Overall, total PROM in the current study (drive leg = 58.2°; stride leg = 57.0°) was approximately 46° less than data presented in professional pitchers (drive leg = 94.8°; stride leg = 67.0°). High school pitchers had approximately 37° less drive leg total PROM than professional pitchers, whereas there was not a large discrepancy in stride leg motion. Differences in hip PROM measurement methodology may have contributed to the lack of agreement between studies. Robb et al.10 assessed hip PROM with the pitchers prone, whereas the current study assessed motion with the pitchers seated on a table. Assessing hip motion in a seated position can result in lower values due to compressive forces on the hip joint, so the results should be compared with caution.10 In addition, the current study used a digital inclinometer versus a bubble goniometer to assess PROM. Although different testing positions may result in different PROM magnitudes, the within-pitcher PROM asymmetry between studies is intriguing. Professional pitchers had asymmetry between legs which may explain why there were significant correlations with pitching kinematics that were not observed in the current study. Total PROM in the current study was similar to pilot data that has been presented in collegiate pitchers where the measurements were taken in a prone position.27 Drive leg total PROM in collegiate pitchers has been reported to range from 41.7°-50.3° while stride leg PROM ranges from 41.4°-50.6°.27,28 Additional PROM measures such as hip flexion, extension, abduction, and adduction could contribute to compensation in frontal and sagittal plane trunk mechanics and should be evaluated in future studies. It is possible that the trunk rotates less, compensations including increased trunk flexion or lateral flexion may occur in pitchers with limited hip PROM. Future studies should also aim to delineate the role of hip strength and lumbo-pelvic control as it relates to pitching mechanics and performance.

This study did have limitations that should be considered when interpreting the results. Data were collected on high school pitchers from a few high schools in a small geographical area in the southeastern United States, and the results may not be generalizable to pitchers from other geographical regions.
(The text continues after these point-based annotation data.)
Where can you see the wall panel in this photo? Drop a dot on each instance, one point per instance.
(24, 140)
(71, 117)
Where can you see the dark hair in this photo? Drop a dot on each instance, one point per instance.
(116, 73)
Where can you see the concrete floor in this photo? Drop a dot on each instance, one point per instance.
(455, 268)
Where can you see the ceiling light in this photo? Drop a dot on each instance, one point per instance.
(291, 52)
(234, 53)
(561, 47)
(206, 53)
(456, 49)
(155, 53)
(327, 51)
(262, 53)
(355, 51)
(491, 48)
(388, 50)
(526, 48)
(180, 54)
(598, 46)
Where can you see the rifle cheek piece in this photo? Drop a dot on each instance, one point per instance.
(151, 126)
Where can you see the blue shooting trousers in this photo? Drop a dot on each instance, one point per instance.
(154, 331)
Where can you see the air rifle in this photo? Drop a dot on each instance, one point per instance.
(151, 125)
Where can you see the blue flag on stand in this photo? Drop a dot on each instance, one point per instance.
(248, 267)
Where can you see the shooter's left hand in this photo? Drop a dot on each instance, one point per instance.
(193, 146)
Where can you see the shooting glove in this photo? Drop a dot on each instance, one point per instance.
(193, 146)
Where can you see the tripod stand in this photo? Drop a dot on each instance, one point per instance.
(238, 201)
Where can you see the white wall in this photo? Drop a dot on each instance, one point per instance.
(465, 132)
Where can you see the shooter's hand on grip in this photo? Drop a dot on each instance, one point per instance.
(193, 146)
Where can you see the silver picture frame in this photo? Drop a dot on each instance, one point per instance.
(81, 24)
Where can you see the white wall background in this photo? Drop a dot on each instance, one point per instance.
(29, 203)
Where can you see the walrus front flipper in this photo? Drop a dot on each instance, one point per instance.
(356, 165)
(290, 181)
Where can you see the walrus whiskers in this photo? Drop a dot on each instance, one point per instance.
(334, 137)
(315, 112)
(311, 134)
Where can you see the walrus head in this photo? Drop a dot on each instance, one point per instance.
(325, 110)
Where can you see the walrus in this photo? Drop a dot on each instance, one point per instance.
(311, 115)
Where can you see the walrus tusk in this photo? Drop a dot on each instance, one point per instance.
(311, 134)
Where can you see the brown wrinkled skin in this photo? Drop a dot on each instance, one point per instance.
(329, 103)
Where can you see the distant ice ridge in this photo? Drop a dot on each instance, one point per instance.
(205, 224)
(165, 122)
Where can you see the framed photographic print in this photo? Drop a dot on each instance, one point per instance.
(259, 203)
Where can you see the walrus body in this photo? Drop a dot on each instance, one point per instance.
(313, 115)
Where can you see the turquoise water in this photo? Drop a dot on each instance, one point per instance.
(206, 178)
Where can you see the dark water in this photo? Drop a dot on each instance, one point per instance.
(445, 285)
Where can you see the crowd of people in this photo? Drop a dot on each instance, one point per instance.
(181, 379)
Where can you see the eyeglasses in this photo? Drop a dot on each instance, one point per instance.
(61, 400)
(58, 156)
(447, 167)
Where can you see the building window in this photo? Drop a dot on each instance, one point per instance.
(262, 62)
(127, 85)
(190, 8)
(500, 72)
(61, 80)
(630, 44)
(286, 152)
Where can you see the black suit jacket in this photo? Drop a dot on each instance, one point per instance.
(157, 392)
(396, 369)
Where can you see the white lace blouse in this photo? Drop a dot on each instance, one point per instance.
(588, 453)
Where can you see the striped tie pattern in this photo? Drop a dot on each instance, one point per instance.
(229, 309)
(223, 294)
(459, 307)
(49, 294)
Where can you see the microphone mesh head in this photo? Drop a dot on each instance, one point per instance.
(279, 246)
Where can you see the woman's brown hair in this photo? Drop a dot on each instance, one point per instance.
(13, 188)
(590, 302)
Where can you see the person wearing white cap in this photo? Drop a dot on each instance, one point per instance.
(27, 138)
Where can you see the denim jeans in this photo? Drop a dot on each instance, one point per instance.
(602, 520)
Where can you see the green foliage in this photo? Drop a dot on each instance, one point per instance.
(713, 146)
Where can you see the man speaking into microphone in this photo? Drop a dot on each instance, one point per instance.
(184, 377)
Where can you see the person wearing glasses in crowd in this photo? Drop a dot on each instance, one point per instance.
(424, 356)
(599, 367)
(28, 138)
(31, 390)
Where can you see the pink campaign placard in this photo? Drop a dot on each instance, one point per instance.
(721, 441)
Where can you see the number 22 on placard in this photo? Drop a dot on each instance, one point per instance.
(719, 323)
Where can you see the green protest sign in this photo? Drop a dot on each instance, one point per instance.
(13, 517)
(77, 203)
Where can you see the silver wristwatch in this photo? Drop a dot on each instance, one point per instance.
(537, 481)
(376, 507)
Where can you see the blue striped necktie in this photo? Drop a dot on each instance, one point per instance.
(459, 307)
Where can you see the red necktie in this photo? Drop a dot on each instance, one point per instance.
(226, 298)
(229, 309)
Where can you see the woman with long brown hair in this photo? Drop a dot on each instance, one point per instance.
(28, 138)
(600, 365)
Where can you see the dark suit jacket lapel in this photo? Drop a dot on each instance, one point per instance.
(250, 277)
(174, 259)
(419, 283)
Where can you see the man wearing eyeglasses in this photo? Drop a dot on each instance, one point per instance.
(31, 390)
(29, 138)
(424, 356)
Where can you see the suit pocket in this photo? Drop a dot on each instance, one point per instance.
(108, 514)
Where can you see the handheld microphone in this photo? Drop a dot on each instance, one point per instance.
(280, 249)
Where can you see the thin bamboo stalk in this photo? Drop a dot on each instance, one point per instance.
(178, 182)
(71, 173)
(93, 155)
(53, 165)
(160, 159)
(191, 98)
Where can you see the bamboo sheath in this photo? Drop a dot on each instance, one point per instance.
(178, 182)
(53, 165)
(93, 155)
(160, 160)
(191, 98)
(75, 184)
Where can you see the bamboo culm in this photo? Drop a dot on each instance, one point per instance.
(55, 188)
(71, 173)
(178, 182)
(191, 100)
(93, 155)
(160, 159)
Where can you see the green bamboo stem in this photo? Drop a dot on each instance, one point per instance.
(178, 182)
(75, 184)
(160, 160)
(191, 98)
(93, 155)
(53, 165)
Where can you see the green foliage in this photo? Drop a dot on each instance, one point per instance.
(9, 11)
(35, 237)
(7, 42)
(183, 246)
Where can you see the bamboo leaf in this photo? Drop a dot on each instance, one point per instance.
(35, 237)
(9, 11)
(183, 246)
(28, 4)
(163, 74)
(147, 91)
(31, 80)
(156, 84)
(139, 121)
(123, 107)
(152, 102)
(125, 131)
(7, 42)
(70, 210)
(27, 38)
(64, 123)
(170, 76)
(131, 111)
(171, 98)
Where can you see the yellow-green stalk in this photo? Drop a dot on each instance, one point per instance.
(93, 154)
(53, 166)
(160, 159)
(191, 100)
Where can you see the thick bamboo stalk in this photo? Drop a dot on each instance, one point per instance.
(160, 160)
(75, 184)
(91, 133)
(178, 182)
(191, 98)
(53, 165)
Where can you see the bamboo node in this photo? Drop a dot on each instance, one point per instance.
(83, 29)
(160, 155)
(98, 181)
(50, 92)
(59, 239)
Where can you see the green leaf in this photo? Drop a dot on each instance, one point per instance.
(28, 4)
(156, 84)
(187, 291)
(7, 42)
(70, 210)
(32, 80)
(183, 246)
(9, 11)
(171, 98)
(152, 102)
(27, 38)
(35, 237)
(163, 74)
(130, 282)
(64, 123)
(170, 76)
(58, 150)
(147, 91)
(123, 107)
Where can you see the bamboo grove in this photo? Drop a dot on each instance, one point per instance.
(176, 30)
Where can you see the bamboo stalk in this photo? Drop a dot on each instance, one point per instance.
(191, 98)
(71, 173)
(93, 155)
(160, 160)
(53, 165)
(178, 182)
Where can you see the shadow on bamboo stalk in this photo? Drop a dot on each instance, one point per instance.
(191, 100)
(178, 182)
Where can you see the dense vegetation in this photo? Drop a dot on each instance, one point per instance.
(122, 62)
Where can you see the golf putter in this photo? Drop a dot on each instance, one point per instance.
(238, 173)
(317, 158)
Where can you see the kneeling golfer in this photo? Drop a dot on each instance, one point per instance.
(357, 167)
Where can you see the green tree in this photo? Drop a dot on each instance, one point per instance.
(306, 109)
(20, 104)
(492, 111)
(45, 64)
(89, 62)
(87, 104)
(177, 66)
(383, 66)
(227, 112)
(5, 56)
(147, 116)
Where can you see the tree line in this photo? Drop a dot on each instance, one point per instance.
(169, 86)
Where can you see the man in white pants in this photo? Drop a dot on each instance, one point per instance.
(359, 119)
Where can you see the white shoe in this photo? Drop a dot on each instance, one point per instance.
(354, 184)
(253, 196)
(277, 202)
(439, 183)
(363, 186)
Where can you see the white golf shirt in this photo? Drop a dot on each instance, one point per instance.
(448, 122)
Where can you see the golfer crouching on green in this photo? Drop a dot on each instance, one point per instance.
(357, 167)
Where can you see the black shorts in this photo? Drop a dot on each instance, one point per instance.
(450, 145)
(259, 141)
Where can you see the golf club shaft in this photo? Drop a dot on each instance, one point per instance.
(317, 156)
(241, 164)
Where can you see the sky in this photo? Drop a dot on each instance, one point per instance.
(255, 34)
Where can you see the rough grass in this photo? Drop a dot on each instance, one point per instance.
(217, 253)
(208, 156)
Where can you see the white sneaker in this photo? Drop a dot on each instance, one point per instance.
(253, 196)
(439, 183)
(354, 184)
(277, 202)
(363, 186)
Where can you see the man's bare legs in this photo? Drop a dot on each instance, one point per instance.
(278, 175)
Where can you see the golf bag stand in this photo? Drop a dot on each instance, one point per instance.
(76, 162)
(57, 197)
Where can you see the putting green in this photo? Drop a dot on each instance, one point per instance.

The sample size was small, but it was similar to previous investigations into baseball biomechanics.10,27,29,30

CONCLUSION

Increased drive leg hip IR PROM was associated with decreased trunk rotation towards home plate. Hip total PROM and ER was not related to pitching mechanics. It is critical to continue identifying factors that contribute to altered mechanics to improve pitching performance and reduce injury rates. Range of motion is commonly measured by baseball organizations when performing player evaluations. If PROM was found to be related to altered pitching mechanics, training and rehabilitation programs could be developed to target specific deficits to improve performance and decrease injury susceptibility.


The Auburn University Institutional Review Board approved this study.

Conflicts of interest

The authors report no conflicts of interest.

Acknowledgements

This research was supported in part by an appointment to the postgraduate research program at the U.S. Army Aeromedical Research Laboratory administered by Oak Ridge Institute for Science and Education through an interagency agreement between the U.S. Department of Energy and the U.S. Army Medical Research and Development Command.

Disclaimer

The views, opinions, and/or findings contained in this report are those of the author(s) and should not be construed as an official Department of the Army position, policy, or decision, unless so designated by other official documentation. Citation of trade names in this report does not constitute an official Department of the Army endorsement or approval of the use of such commercial items.